The bank, which was nationalised in 2008 following its collapse during the global credit crunch, was sold on Thursday to Virgin Money for £747m.
But the government said the sale was the "best possible deal" for taxpayers.
The chancellor has revealed the bank had to be sold by 2013 under a deal signed by the former Labour government.
This had never been made public.
But shadow Treasury minister Chris Leslie said in Parliament: "If you felt constrained by a European Union requirement to sell by the end of 2013, why didn't the government simply try to change that?
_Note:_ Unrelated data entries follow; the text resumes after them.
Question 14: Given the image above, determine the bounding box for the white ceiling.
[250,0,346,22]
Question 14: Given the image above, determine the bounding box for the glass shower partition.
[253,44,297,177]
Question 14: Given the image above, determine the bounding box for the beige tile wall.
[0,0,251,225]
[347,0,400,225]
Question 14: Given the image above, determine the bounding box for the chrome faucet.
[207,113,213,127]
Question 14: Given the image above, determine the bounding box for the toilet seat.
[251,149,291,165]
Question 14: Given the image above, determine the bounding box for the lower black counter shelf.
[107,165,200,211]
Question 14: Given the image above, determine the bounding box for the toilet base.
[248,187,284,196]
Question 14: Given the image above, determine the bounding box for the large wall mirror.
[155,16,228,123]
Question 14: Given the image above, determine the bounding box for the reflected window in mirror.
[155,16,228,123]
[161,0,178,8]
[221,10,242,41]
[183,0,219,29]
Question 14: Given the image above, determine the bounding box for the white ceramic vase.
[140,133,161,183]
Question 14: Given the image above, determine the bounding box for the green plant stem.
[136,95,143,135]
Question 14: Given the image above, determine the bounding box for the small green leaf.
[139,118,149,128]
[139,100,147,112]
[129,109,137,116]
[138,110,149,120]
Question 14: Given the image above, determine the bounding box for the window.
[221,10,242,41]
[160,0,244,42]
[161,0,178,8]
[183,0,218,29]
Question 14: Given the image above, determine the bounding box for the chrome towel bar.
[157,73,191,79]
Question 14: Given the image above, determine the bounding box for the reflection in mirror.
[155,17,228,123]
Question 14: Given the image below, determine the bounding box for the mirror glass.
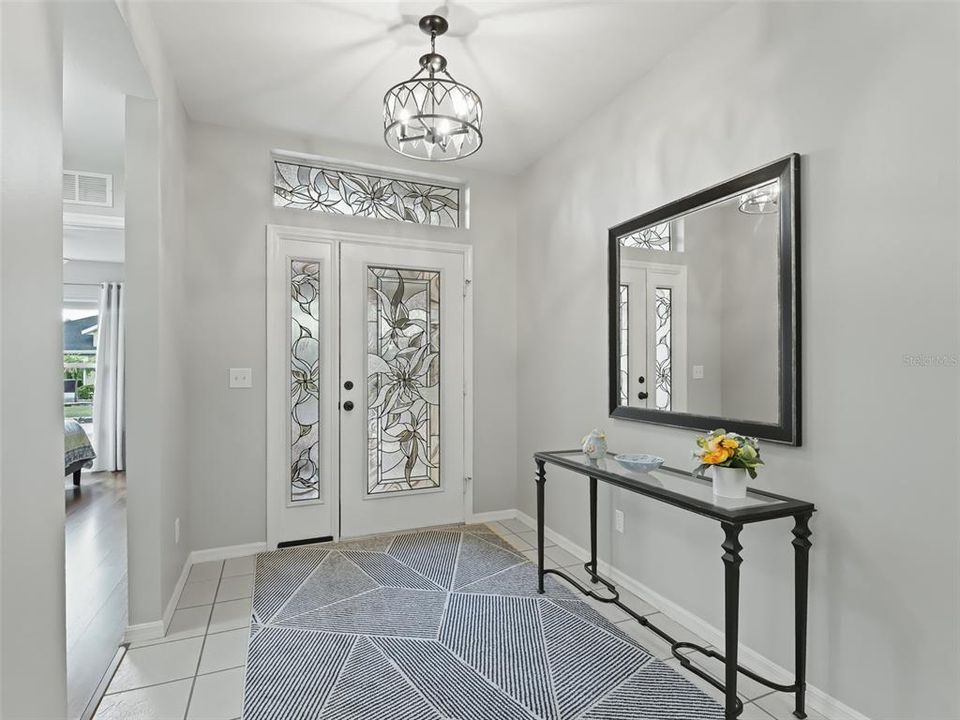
[611,179,781,424]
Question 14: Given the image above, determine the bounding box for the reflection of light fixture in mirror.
[740,180,780,215]
[383,15,483,161]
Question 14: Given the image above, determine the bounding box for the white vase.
[710,465,747,499]
[580,428,607,460]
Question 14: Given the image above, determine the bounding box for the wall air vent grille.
[63,170,113,207]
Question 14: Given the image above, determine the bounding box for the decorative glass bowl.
[613,455,663,472]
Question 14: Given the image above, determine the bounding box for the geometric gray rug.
[244,525,723,720]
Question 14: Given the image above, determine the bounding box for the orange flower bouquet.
[693,428,763,479]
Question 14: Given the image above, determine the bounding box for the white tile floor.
[95,556,248,720]
[96,520,826,720]
[489,520,826,720]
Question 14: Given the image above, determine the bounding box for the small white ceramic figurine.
[581,428,607,460]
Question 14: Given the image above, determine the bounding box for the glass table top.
[545,450,789,510]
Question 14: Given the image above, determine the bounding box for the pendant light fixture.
[383,15,483,162]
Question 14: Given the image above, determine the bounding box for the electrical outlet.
[230,368,253,388]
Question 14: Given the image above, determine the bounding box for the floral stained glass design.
[290,260,320,502]
[367,267,440,495]
[620,285,630,405]
[654,288,672,410]
[620,223,671,251]
[273,160,461,228]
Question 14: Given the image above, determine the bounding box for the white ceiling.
[63,0,151,174]
[152,0,728,173]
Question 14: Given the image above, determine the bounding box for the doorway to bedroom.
[62,3,143,720]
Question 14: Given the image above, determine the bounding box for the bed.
[63,419,97,487]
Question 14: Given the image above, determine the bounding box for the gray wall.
[182,124,517,548]
[518,3,960,718]
[0,3,66,718]
[120,2,193,624]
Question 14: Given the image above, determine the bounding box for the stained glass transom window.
[620,285,630,405]
[620,223,671,250]
[290,260,320,502]
[367,267,440,495]
[273,160,462,228]
[654,288,673,410]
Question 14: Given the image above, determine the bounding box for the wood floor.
[64,470,127,719]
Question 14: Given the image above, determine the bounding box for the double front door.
[267,229,466,546]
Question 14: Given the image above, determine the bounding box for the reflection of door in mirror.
[620,262,687,412]
[618,188,779,422]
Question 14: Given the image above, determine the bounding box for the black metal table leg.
[589,477,597,583]
[720,523,743,720]
[793,513,812,718]
[537,460,547,595]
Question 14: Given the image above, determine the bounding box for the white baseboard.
[188,542,267,565]
[467,510,517,523]
[514,510,869,720]
[123,542,267,643]
[123,620,166,643]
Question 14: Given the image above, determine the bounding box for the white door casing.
[266,226,473,548]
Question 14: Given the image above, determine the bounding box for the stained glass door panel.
[340,244,464,536]
[267,233,339,548]
[367,266,441,495]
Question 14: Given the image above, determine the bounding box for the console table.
[534,450,816,720]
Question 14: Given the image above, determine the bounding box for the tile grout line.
[183,560,227,720]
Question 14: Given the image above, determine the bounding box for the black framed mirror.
[608,154,800,445]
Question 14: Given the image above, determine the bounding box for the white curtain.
[93,283,126,472]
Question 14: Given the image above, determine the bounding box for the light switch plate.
[230,368,253,388]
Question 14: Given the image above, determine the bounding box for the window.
[273,160,462,228]
[63,306,97,425]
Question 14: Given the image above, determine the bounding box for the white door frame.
[264,224,474,550]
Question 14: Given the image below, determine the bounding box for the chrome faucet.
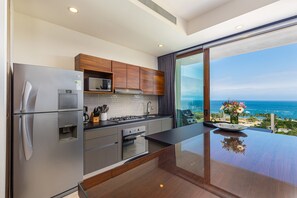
[146,101,152,115]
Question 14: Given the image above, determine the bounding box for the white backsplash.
[84,94,158,118]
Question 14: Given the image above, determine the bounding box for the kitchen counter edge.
[84,115,173,131]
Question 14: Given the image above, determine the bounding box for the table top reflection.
[80,129,297,198]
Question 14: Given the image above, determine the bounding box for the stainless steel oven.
[122,126,148,160]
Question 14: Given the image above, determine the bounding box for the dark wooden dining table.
[79,125,297,198]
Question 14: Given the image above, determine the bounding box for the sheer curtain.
[158,53,176,127]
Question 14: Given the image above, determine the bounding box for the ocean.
[181,100,297,119]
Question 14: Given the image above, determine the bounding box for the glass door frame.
[176,48,210,121]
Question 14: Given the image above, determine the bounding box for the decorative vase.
[100,113,107,121]
[230,114,238,124]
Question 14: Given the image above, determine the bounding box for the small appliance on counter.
[91,107,100,123]
[85,77,111,92]
[83,106,90,123]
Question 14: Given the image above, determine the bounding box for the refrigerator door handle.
[21,81,32,113]
[21,115,33,160]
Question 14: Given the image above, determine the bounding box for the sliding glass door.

"If you are now suggesting this is a bad deal for the taxpayer and you would rather have waited, why didn't you ask the European Commission for an extension?"
"With the British economy flat-lining for over a year, bank shares in decline and a deepening crisis in the eurozone, he could have made the case that circumstances had changed."
Financial Secretary Mark Hoban said that the sale offered the "best possible deal" for taxpayers.
"Given we were advised Northern Rock plc would have been likely to remain loss-making at least well into 2012, which would have depleted taxpayer resources still further, agreeing a sale now was even more imperative."
Mr Leslie had sent a letter to Mr Osborne last week, raising concerns about the value and timing of the sale.
In his reply, Mr Osborne said that, under the deal negotiated by his predecessor Alistair Darling with the European Commission over state aid to banks, the government had to sell the majority of its stake by the end of 2013.
That deal with European authorities "left the new government with a limited window to get Northern Rock Plc back into the private sector," Mr Osborne said.
The government also said the sale's valuation of Northern Rock's "price-to-book value ratio" - that is, its assets minus its liabilities - is higher than peers Barclays, Lloyds TSB or the Royal Bank of Scotland.
The previous Labour government in 2010 split the bank into two, Northern Rock plc, and Northern Rock (Asset Management), into which was placed its bad debt.
The so-called "bad bank" was saddled with the cost of being bailed out and still owes the Treasury £21bn.
The government has said it had no plans to sell Northern Rock (Asset Management).
The sale of Northern Rock plc is expected to be completed on 1 January 2012.
BBC business editor Robert Peston has said as taxpayers had injected £1.4bn into Northern Rock in 2010, the sale would see a loss of somewhere between £400m and £650m.
But there is the potential for the Treasury to receive a further £280m over the next few years.